2011-2012 Grant Proposals

Beth Belanger & Amy Houston
"The Undergraduate Research Paper: Assessing Student Learning and Research in Introductory History Courses"
SOTL Research Grant

 

Project Description:

The independent research paper is a characteristic assignment in undergraduate history courses, particularly in first-year history courses. All first-year students at Stonehill write research papers for their ‘Critical Encounters: History' course, and they will continue to do so in first-year history seminars. The first-year research paper is also central to our department's assessment plan, as we will assess student outcomes in part by comparing first-year research papers with students' senior theses. Many other history departments similarly rely on comparing freshman and senior research papers for assessment purposes.

While history faculty regularly assign first-year research papers and use them for assessment, writing such a research paper is a confusing and difficult task for most first-year students. High school history classes usually rely primarily on textbooks for course content, often to prepare students for standardized tests; high-school history students are implicitly discouraged from asking questions about historical events or formulating their own interpretations of existing evidence. As college freshmen, these students conceive of ‘history' as a body of known, unchanging facts to be passively learned without question. As a result, they are at a loss when their history professors ask them to read primary historical documents closely and critically, to derive their own interpretations based on evidence, or to ask questions of the ‘accepted' historical narrative - three new, unfamiliar skills that students need to write a history research paper. Conversely, in assigning such papers history professors take these skills for granted as natural and obvious, creating an understanding gap between themselves and first-year students.

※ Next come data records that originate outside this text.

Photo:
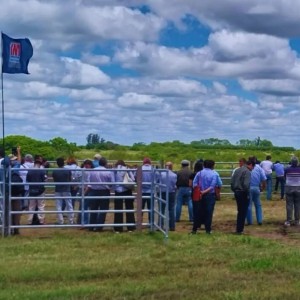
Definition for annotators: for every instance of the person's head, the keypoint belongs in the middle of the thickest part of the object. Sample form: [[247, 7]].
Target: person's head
[[198, 166], [13, 160], [2, 153], [210, 164], [294, 161], [146, 161], [60, 162], [169, 165], [185, 163], [103, 162], [37, 163], [87, 164], [97, 156], [39, 157], [28, 158], [250, 164], [120, 162], [71, 161], [242, 162], [253, 158]]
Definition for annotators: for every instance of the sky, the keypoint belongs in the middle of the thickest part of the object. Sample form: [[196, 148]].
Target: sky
[[155, 70]]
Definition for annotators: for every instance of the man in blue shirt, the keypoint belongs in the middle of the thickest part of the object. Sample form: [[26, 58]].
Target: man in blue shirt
[[279, 171], [292, 175], [257, 184], [168, 179], [207, 181]]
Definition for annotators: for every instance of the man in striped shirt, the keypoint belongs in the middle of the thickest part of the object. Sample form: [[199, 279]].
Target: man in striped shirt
[[292, 175], [99, 186]]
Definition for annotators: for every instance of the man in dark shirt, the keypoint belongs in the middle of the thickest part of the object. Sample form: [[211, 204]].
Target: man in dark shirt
[[184, 191], [63, 191], [292, 175], [240, 185]]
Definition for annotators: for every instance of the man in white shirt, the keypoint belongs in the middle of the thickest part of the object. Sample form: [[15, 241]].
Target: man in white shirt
[[267, 166]]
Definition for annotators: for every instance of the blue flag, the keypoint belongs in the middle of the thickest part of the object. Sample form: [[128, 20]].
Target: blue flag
[[16, 54]]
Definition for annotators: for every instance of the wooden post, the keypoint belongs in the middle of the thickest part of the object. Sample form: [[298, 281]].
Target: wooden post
[[139, 214]]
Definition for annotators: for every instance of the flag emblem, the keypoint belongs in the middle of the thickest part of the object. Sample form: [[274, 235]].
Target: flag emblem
[[16, 54]]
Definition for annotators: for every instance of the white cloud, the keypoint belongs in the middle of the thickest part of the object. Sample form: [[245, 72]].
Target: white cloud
[[80, 74], [104, 65]]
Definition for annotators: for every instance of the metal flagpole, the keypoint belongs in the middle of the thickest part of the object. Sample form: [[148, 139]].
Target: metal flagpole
[[2, 95]]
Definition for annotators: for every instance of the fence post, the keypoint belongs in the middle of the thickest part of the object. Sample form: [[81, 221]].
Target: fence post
[[139, 214]]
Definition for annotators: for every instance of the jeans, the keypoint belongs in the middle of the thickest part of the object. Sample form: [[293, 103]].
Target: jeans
[[171, 209], [208, 201], [269, 186], [242, 202], [184, 195], [280, 180], [198, 214], [68, 206], [254, 198], [146, 199], [118, 217], [86, 216], [98, 204], [40, 204], [293, 203]]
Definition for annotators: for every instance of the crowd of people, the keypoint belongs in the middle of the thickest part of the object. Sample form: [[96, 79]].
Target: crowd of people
[[198, 189]]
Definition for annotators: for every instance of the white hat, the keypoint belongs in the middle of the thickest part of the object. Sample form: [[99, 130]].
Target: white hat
[[97, 156]]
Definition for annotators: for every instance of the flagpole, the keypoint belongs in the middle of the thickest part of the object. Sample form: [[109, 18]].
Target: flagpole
[[2, 96]]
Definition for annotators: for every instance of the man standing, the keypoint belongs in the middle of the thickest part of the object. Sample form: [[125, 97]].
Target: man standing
[[147, 180], [267, 166], [97, 157], [99, 186], [279, 171], [184, 191], [257, 184], [207, 180], [63, 190], [292, 175], [36, 174], [240, 185], [28, 164], [169, 179]]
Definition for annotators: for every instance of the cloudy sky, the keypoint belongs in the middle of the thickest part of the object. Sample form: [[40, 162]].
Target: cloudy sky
[[156, 70]]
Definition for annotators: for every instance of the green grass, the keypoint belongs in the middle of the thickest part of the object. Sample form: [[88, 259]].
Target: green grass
[[72, 264]]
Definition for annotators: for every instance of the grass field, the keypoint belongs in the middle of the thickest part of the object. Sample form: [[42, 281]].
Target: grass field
[[75, 264]]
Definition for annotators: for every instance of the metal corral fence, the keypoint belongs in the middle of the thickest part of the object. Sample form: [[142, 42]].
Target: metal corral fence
[[158, 220]]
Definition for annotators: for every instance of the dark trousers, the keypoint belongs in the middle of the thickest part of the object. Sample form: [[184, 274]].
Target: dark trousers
[[171, 209], [98, 204], [280, 180], [148, 202], [118, 217], [74, 191], [198, 213], [15, 218], [208, 202], [242, 202]]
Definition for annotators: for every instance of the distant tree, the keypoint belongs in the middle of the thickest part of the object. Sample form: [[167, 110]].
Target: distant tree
[[265, 143], [62, 147], [245, 143]]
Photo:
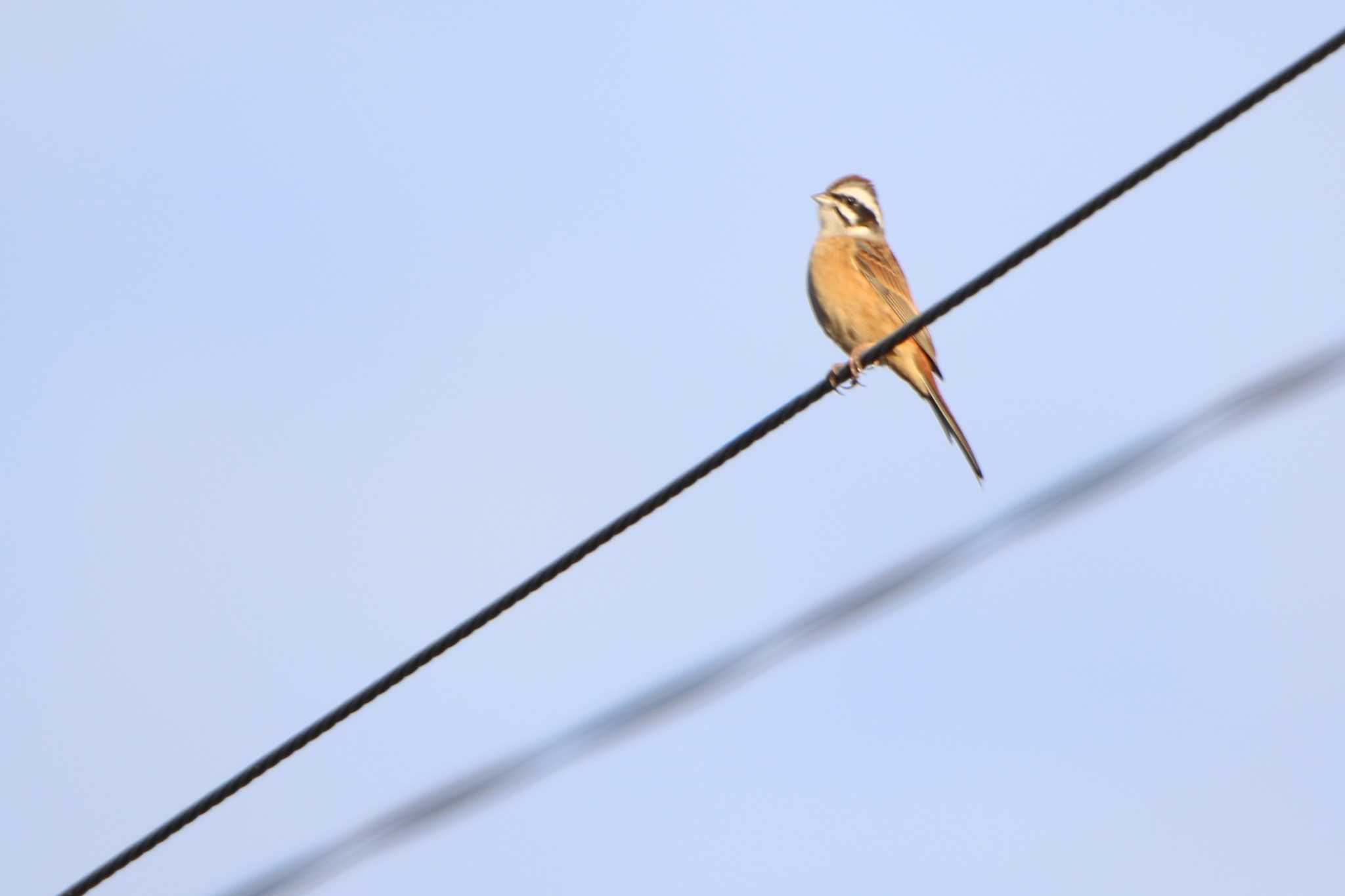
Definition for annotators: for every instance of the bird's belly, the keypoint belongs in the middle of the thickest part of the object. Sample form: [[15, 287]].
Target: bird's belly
[[849, 312]]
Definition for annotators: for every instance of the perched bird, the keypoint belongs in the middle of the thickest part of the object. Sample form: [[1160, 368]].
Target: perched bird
[[860, 296]]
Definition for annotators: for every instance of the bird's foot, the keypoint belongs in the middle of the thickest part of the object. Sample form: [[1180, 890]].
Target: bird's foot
[[856, 363], [834, 378]]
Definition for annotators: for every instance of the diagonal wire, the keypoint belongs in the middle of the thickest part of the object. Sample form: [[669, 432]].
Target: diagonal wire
[[734, 667], [715, 461]]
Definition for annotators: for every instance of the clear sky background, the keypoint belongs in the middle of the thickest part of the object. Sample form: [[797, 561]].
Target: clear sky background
[[324, 324]]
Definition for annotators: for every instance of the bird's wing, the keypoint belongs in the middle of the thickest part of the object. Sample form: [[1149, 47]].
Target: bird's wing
[[880, 268]]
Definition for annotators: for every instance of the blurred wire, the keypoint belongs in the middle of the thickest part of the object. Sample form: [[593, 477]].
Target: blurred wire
[[715, 461], [1165, 446]]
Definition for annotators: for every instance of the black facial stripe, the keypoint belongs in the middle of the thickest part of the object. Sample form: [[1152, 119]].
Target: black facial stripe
[[862, 214]]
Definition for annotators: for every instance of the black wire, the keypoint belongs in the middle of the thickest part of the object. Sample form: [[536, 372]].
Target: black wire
[[715, 461], [732, 667]]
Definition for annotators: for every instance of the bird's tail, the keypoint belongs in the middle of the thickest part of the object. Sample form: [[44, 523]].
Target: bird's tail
[[950, 425]]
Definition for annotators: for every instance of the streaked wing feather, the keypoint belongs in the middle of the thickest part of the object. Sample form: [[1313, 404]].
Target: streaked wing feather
[[880, 268]]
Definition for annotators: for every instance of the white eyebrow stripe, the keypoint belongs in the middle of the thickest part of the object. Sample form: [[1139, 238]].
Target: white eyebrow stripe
[[864, 196]]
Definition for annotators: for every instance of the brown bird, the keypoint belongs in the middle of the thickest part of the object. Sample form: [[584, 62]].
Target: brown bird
[[860, 296]]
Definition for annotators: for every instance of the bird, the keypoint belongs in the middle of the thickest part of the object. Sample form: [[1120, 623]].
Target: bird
[[860, 295]]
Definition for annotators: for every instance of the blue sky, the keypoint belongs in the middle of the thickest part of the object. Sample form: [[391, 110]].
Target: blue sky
[[322, 327]]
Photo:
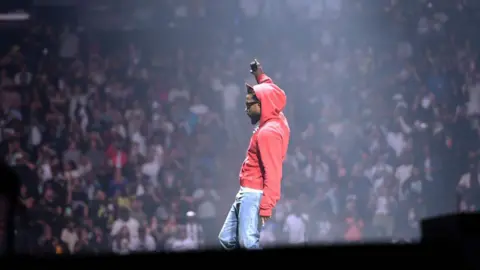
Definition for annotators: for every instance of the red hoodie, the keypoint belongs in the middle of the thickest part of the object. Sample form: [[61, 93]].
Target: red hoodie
[[262, 168]]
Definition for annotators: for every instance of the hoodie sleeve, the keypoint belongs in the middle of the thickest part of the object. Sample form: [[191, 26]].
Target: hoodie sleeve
[[271, 156], [263, 78]]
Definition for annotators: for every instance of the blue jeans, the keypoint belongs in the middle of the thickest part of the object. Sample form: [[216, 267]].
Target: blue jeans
[[242, 225]]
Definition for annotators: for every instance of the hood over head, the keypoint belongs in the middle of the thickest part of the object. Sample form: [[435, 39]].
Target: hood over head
[[272, 99]]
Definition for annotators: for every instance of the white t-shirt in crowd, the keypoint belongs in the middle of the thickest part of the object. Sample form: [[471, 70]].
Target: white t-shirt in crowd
[[132, 225], [178, 93], [147, 244], [183, 245]]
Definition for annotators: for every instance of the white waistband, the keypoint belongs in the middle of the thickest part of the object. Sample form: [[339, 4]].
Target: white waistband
[[245, 189]]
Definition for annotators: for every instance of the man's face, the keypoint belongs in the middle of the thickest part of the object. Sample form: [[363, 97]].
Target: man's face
[[252, 107]]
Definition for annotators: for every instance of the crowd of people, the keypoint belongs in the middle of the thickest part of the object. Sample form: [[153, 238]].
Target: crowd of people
[[124, 145]]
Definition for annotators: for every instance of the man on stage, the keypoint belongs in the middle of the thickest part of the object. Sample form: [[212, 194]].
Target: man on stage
[[261, 171]]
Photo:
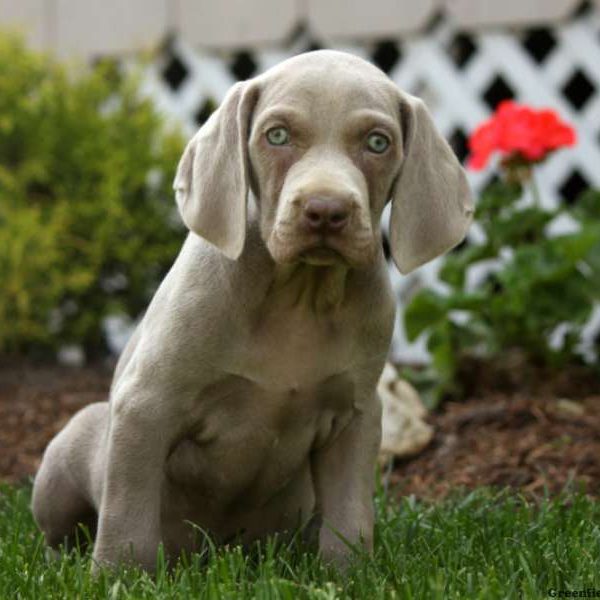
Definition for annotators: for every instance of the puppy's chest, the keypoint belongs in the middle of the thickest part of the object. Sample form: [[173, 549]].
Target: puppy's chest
[[248, 442]]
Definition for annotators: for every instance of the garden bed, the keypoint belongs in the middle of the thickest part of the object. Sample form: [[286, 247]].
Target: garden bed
[[532, 431]]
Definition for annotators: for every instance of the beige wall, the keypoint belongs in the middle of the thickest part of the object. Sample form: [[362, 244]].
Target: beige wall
[[94, 27]]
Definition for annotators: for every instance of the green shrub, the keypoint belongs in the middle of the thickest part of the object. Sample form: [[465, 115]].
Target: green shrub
[[543, 283], [86, 167]]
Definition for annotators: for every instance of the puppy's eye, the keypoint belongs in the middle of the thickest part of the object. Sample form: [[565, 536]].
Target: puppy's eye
[[378, 143], [278, 136]]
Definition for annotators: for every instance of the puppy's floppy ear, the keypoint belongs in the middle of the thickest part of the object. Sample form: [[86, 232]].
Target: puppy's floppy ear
[[431, 202], [212, 180]]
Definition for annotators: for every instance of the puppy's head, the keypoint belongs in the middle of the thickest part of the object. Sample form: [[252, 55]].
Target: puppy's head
[[324, 140]]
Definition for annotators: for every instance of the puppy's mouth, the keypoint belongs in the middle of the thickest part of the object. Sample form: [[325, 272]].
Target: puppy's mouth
[[322, 255]]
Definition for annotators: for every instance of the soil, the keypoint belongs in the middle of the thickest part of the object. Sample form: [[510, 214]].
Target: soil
[[535, 431]]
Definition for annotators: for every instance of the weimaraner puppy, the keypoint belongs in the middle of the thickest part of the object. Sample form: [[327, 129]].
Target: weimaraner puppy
[[246, 401]]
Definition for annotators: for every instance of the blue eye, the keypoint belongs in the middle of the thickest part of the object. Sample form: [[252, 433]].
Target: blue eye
[[378, 143], [278, 136]]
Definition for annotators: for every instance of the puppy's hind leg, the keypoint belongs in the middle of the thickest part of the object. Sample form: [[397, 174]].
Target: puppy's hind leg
[[63, 488]]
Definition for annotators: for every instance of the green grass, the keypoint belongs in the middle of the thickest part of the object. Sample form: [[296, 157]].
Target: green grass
[[477, 545]]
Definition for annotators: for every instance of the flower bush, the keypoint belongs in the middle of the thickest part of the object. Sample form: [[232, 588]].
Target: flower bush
[[522, 135], [86, 167], [537, 285]]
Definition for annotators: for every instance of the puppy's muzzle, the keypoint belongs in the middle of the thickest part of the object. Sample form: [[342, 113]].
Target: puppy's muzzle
[[325, 215]]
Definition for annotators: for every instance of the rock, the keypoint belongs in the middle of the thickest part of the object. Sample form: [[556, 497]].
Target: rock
[[404, 430]]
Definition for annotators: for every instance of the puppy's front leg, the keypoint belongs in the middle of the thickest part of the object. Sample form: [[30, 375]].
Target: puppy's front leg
[[129, 526], [343, 475]]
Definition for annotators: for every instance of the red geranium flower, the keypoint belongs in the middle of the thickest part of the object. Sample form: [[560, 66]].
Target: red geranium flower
[[520, 133]]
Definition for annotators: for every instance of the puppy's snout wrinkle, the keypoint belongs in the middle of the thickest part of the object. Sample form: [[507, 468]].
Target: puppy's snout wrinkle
[[325, 215]]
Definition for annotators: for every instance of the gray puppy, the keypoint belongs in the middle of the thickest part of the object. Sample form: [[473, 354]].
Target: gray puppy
[[246, 400]]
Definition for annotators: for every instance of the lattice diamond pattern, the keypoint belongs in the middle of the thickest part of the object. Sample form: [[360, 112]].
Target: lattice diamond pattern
[[461, 76]]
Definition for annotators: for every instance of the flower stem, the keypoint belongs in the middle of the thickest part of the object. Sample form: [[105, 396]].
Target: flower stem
[[535, 190]]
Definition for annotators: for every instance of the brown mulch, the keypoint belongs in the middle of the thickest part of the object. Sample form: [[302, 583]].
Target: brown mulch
[[35, 403], [532, 432], [530, 429]]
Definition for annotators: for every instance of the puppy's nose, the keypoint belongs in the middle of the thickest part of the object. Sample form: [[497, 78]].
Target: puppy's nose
[[326, 215]]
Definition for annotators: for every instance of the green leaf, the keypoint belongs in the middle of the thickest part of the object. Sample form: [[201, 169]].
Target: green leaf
[[424, 310]]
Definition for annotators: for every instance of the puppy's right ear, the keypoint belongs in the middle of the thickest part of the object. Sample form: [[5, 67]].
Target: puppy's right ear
[[212, 180]]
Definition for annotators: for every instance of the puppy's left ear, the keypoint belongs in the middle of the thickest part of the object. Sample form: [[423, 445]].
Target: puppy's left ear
[[212, 180], [432, 206]]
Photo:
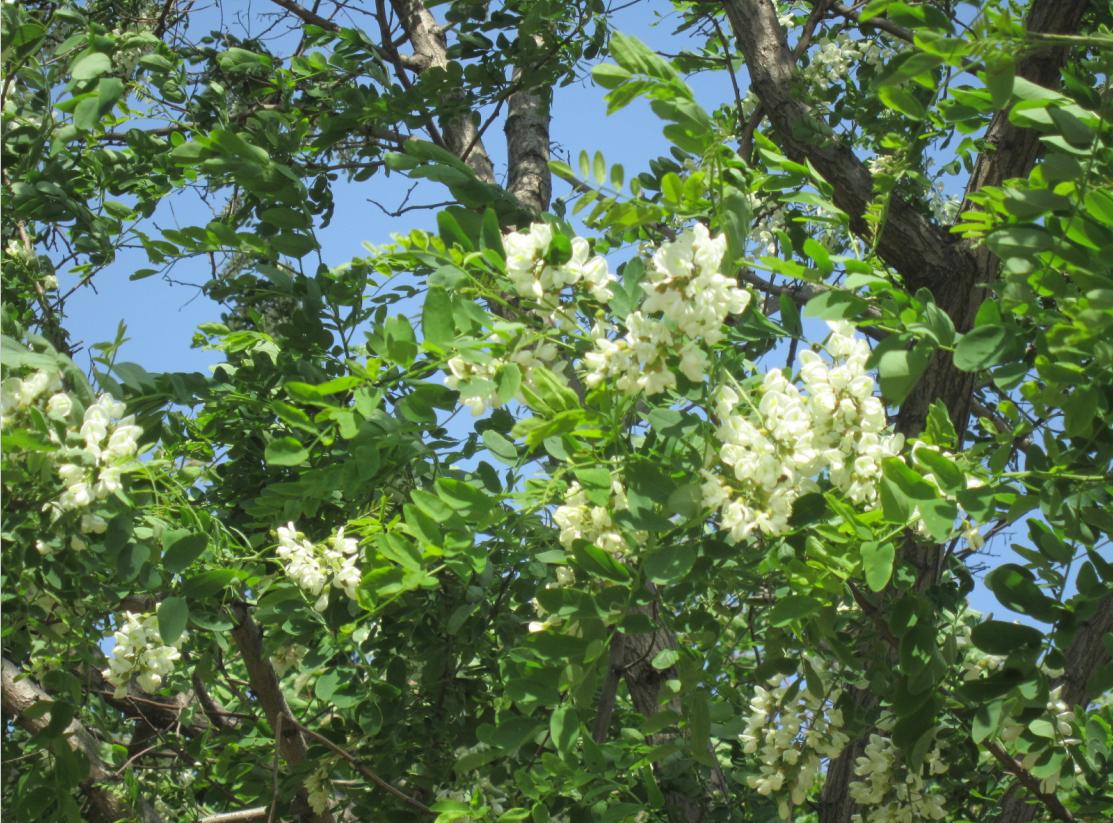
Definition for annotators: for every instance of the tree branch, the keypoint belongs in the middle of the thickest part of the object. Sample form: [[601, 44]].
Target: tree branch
[[362, 767], [1053, 804], [925, 254], [431, 50], [255, 813], [19, 695], [267, 691]]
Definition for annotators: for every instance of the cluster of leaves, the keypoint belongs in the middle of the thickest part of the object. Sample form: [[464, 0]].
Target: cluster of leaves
[[328, 409]]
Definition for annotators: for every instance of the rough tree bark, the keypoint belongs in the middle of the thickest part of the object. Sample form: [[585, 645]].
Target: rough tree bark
[[924, 254], [267, 691], [19, 695], [431, 49]]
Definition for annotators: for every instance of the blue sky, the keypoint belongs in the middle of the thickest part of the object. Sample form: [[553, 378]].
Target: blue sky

Our study's goal is to help history faculty at Stonehill and elsewhere recognize, understand and breach this gap. We will use detailed questionnaires (administered anonymously to students at the beginning, middle and end of their first-year history course) to collect data about their high school history experiences, their preexisting ideas about history and research, and their thoughts as they go through the paper-writing process. We are particularly interesting in assessing how well students understand their professor's goals and expectations for the research paper, and in the efficacy of various interim assignments (bibliographies, outlines, excerpts, peer review exercises etc.) professors often use in preparing students to complete the final paper. To our knowledge, no extant published SoTL study has previously addressed these specific questions; while history faculty regularly use research papers as assessment tools, they have not tended to examine carefully how best to design and use research paper assignments to impart the skills we hope to assess.

Timeline:

During the 2011-2012 academic year, we will be collecting data from participating students. In the summer of 2012, we will compile our findings in order to present them at a SoTL conference (possibilities include the ISSOTL conference in the fall of 2012 or the International Institute for SoTL Scholars and Mentors in summer 2012). During the fall of 2012 we will prepare our findings for publication in a peer-reviewed journal.

Benefits:

This project's most direct benefits are for Stonehill students, who all write a history research paper in their first year. It will prompt our history faculty to reflect on their approaches to the first-year research paper, making them more cognizant of the challenges our first-year students face and of more effective approaches they might take in assigning research papers. Our project will allow us to contribute to the ongoing discussion at Stonehill about student writing in the disciplines, fostering dialogue with faculty in other departments about ways we all could more effectively communicate our expectations to first-year students. Beyond Stonehill, we expect that our project's findings will be of interest to a broad audience, especially as we are unaware of any existing study that has addressed the specific issues raised by the first-year history research paper.

Community Outreach Plans:

We anticipate presenting our initial findings at a department meeting in the spring of 2012. We would also like to present our work to faculty in other departments at an Academic Development day next year. As noted above, we plan to present our work at a SoTL conference and, subsequently, to publish our findings in a peer-reviewed journal.

Budget:

$750.00 stipend (Beth Belanger)
$750.00 stipend (Amy Houston)
$500.00 travel to SoTL conference in 2012.
$500.00 for a work-study student to compile and format raw data from student surveys.